Making a Loss Inventory
- Curt Beckmann
- Feb 26
- 3 min read
One of the earlier homework assignments in David Kessler's excellent Grief Educator Training is to create your own Loss Inventory. It is a very helpful exercise for taking a step back and looking both at how loss shows up in our lives, as well as how we have navigated loss in the past. My decision to take the training was in an interesting context. My brother had died by suicide about 6 months earlier. That was not the reason I was most conscious of, however. Before my brother's passing, a coaching colleague of mine had taken the training much earlier, and he was an advocate. I had coached some clients who were working through grief, and our engagements had gone well. I felt like this was an area where my call to service was particularly resonant. So I had planted the seed that I would take Kessler's training soon after I retired from high tech, which was looming about a year away.
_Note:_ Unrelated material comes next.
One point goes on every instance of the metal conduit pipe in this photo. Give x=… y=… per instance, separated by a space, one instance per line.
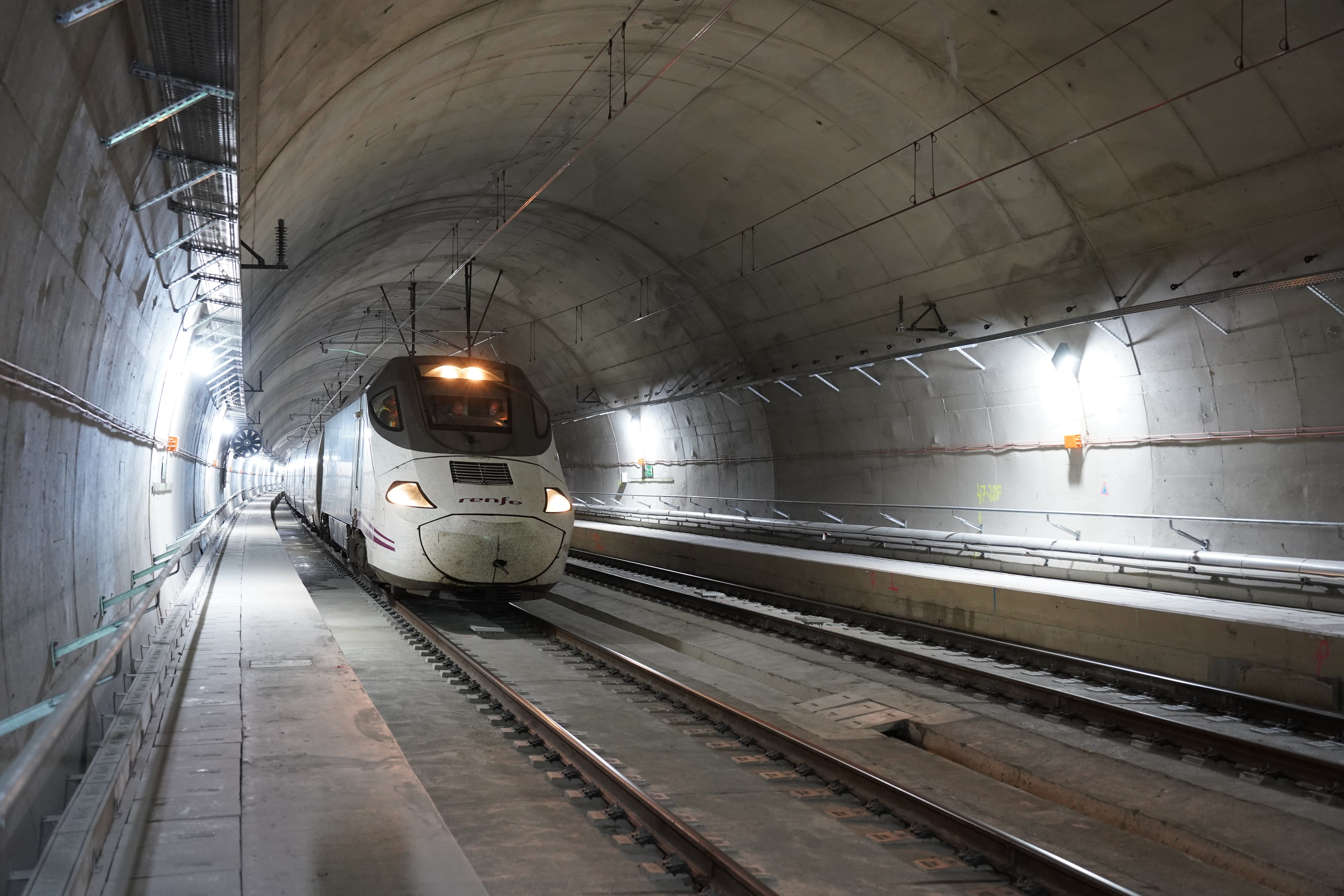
x=1129 y=555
But I have to admit, I'm not all that reliable about such plans.
My brother passed away before I retired, and suddenly my post retirement plans were consumed by my role as trustee of his estate, in addition to the emotional work of grieving. Consciously, if someone asked me before the training, I might have said that my brother's death slowed me down. But as I worked through the training, I found it very helpful. Now, as I reflect, I feel that it's just quite possible that, in the absence of my brother's death, I would have drifted away from the idea of Grief Educator Training. So at this point, I simply accept the way that things have unfolded, and acknowledge that the training was helpful for my personal grief work as well as for enhancing my skills as a coach.
In the same week that David Kessler assigned us the Loss Inventory homework, he also shared his own loss inventory. In a similar vein, I am sharing my Loss Inventory here. David had recommended identifying ten losses. I came up with eleven and briefly debated with myself which item to drop, then I realized that the precise number was not the point of the exercise. Ten is a good round number. Five feels a little low and twenty seems a bit high, but if those are what you come up with, that can be an okay place to start. Not all loses are deaths, of course. My list serves as an example, and also tells you something about me.
I went into foster care (loss of living with my mother), early 1960
Although I recall images of the foster care home. I can't recall the feeling of loss.
My father came back into my life briefly, then left and died by suicide, March 1967
My first serious girlfriend broke up with me, 1976
My mother was diagnosed with ALS (Lou Gehrig's Disease), 1980
My mother died, April 1985
My first wife and I filed for divorce after twenty years, Nov 1999
My sister died, March 2012
My second wife and I separated permanently after almost 20 years, June 2022
My brother's wife died in my arms, April 2022
My surrogate father (who I met when I was 10) died at 100, September 2023
My brother (whose wife died above) died by suicide, April 2025
As you can see, I have lost parents, siblings and long-time spouses. I have not experienced the loss of a child, as many others have.